We see video game content in museums more and more these days, but we rarely get an inside look at why particular things were chosen or how they ended up there. An upcoming exhibit at a Texas museum let us know just how important the exhibit items are.
"Pong to Pokemon: The Evolution of Electronic Gaming" will be coming to the Bullock Texas State History Museum in Austin beginning on July 29, and will trace the contributions of Texas game developers to the ever-growing industry. "Texas is one of the states with the greatest number of game developers in the U.S. and is home to companies that have been at the forefront of the industry for decades," Jenny Peterson, associate curator of Exhibitions at the museum, told Shacknews. "Today, the state ranks third in having the most video game personnel in the nation, accounting for approximately seven percent of total industry employment nationwide. Many of the most successful games ever created were born in Texas, including Doom, Quake, Ultima, Wing Commander, Half-Life, and Borderlands."
John Romero, who co-founded id Software and designed and programmed Doom and Quake, said he has loaned several items to the exhibit, including two hand-drawn maps for Quake, and all the hand-written notes used to create the Doom bible, the official design document for the game. He also added a Doom project CD, something never seen before outside the hallowed halls of id.

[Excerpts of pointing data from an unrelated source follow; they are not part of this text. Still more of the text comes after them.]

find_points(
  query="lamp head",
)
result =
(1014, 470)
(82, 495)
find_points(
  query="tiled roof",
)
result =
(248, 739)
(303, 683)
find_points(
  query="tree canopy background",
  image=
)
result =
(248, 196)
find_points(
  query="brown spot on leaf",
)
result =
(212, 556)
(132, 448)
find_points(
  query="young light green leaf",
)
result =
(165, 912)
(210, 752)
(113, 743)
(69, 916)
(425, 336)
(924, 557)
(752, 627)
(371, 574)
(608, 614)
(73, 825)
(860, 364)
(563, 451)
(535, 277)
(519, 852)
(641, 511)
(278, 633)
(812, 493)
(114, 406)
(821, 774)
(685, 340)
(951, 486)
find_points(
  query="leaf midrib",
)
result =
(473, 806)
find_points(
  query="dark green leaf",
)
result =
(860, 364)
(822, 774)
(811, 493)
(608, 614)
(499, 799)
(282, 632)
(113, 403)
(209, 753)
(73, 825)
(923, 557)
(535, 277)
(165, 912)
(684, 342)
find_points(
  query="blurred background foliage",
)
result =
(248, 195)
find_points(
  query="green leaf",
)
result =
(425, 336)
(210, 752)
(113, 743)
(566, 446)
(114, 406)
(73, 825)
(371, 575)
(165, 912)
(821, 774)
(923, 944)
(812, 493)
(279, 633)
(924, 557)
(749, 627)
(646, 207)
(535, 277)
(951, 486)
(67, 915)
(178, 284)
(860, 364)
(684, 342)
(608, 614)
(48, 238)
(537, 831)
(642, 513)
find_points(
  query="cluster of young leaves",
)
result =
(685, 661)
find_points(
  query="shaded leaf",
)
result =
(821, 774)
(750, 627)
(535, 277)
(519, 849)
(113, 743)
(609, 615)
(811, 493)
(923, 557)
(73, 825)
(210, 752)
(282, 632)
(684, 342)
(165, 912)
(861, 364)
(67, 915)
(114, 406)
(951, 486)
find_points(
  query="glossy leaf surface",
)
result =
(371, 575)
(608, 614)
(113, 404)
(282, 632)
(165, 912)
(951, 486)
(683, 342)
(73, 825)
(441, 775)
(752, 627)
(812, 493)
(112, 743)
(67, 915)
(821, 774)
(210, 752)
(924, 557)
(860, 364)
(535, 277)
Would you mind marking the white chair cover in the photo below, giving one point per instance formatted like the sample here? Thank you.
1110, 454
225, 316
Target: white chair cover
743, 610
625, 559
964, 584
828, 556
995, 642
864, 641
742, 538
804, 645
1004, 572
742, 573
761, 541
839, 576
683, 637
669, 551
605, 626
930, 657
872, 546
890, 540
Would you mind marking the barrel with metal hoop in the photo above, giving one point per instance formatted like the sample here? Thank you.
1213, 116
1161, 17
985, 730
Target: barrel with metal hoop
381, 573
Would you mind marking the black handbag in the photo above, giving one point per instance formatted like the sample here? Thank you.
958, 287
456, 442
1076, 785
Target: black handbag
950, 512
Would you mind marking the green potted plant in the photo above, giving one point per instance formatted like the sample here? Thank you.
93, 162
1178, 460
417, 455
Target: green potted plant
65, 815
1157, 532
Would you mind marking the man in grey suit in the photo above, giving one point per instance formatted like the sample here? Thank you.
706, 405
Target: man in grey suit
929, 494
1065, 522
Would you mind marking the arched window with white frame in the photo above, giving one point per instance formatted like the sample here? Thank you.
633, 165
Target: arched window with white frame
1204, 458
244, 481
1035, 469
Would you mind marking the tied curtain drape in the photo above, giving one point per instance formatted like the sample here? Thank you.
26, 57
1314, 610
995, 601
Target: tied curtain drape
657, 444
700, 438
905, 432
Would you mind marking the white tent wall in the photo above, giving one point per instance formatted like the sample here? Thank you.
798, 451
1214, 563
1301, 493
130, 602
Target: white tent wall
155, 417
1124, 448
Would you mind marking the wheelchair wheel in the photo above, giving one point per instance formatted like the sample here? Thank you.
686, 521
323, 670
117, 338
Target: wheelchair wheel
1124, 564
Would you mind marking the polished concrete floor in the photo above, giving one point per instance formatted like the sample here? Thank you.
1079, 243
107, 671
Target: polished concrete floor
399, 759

Other items Romero loaned to the museum include original sealed copies of Doom and Quake, a Dungeon & Dragons White Box edition, and a 5.25" floppy of Castle Wolfenstein by game programming pioneer Silas Warner, who passed away in 2004.
Romero, who now lives in Ireland and runs Romero Games, said he was a little surprised to find that the items were going to be escorted to the museum by courier, but joked that it was probably the best move. "I wouldn't want any of my stuff to get stolen," he told us via email. "I mean, we’re talking about Texas where you can walk around with an AR-15 just hanging out. Someone could wave that thing around and say, 'Give me all your Romero artifacts!' No, I think maybe guards are probably mandatory."
Peterson said, however, that couriers are standard procedure for items with historical value and high-security objects. "The courier is a museum staff member who oversees the transport, unpacking or repacking, condition reporting, and installation or deinstallation of the artifact(s). Their main purpose is ensuring the safety of artifacts."
But just how valuable are these things? "It’s all marked as invaluable," Romero said. "So, if anyone steals the stuff, I get invaluable money back."
He added that he is most fond of all the Doom notes, because they were made before the Doom Bible was created. "Those haven’t been seen by anyone else before," he said.
Richard Garriott, aka Lord British, who created the Ultima series of games and is now working on Shroud of the Avatar MMO, donated quite a bit of memorabilia as well. "I am and always have been a huge pack rat," he said via email. "I have kept every note, every disk, every bit of hardware or materials I/we have used in making games."
Among the items he will be sharing with the exhibit are a teletype and operational Apple II running Akalabeth, which Garriott designed in 1980. He also has included Ultima in his items, from original artwork of all the covers and illustrations from the Ultima games to the design documents from them as well.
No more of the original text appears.